Okay, I made up that last part — but the 1976 movie Network is inching closer to reality every day.
NBC buys the Weather Channel in July and one of the first things they do is fire the environmental unit, killing TV’s only global climate change show — during their “Green Week”!
Andy Revkin reports on the millionth nail in the coffin of the MSM, “Science Journalism Implosion, CNN and Beyond,” at DotEarth:
CNN is eliminating its seven-person unit covering science, the environment, and technology, saying its “Planet in Peril” programs do the trick. Curtis Brainard, who assesses environmental coverage for the Columbia Journalism Review online, in a comprehensive piece on the move, said: “[T]he decision to eliminate the positions seems particularly misguided at a time when world events would seem to warrant expanding science and environmental staff.”
Of course, the situation at CNN is hardly isolated. Newspaper coverage of science outside of health and wellness is steadily eroding. Even here at The Times, where the Science Times section celebrated its 25th anniversary in 2003 and management has always supported strong science coverage, we (like everyone in print media) are doing ever more with less.
At CNN, among those leaving will be Peter Dykstra, a seasoned producer focused on science and the environment, and Miles O’Brien, a longtime CNN reporter and former morning news anchor, who I got to know when he turned to climate coverage in a big way several years ago. (See his spicy interview with Senator James Inhofe, the Oklahoma Republican who challenges dire climate projections.)
I talked to Dykstra many times. He was one of the very few TV journalists — a phrase that now has its own separate exhibit at the Oxymoron Hall of Fame — who really understood climate.

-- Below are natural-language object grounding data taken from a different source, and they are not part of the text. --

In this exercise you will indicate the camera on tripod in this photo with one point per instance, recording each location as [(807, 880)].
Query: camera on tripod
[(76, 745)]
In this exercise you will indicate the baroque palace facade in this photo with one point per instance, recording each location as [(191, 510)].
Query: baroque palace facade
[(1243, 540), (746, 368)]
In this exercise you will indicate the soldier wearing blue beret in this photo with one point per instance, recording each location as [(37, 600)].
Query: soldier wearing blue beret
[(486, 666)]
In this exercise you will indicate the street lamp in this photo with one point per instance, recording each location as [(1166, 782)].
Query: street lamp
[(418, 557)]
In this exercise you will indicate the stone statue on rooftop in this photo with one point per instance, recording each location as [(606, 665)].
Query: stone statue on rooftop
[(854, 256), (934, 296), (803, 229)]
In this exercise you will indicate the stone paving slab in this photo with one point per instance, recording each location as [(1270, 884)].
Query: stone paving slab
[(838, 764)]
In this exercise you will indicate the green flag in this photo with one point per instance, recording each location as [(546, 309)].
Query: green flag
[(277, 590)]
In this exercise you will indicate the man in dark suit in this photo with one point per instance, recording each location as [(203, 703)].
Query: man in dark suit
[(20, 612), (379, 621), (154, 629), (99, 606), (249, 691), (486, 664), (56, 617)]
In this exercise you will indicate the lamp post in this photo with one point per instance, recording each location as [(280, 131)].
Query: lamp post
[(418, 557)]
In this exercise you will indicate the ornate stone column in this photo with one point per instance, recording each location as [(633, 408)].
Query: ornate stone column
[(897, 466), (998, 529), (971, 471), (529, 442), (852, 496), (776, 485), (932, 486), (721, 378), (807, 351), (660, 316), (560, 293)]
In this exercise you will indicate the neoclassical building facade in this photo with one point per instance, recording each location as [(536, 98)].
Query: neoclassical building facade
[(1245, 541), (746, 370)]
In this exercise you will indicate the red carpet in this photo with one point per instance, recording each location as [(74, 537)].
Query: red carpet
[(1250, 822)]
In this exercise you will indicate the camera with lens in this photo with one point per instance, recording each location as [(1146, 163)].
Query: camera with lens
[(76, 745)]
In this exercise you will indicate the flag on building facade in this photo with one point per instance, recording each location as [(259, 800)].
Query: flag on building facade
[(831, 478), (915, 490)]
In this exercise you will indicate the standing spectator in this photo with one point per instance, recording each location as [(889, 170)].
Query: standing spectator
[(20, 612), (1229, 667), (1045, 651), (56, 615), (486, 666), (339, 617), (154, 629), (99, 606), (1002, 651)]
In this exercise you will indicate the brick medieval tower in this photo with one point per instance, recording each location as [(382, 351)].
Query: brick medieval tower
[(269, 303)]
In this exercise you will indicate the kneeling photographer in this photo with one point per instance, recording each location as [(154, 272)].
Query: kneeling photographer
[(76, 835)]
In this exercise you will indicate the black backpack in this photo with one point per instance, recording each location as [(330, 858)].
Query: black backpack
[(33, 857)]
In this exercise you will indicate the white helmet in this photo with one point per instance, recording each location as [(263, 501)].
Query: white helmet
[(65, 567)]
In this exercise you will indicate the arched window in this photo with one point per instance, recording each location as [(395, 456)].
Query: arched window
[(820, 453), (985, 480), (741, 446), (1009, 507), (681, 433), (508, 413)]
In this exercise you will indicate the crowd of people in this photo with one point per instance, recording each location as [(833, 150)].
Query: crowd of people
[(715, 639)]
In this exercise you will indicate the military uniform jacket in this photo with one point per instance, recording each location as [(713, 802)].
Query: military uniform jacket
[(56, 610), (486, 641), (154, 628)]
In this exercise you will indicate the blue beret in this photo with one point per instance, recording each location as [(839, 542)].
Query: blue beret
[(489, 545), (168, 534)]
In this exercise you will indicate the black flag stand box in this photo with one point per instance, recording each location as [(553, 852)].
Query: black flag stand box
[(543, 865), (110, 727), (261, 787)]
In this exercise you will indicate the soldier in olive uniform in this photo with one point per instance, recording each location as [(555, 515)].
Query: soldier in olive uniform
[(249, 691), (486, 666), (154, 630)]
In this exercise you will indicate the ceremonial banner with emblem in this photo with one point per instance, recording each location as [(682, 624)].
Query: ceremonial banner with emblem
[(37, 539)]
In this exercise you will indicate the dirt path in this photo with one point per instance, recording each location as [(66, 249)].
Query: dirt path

So when is the public finally going to say, “I’m as mad as Hell and High Water and I’m not gonna take this any more” [click here for YouTube of his famous speech — any resemblance between me and Howard Beale is mostly coincidental].
Totally OT Factoid: Peter Finch (pictured above) “died before the Academy Awards ceremony was held, and as of 2008 is the only performer ever to receive his award posthumously.” Heath Ledger seems a lock to become the second for his stunning portrayal of the Joker in The Dark Knight.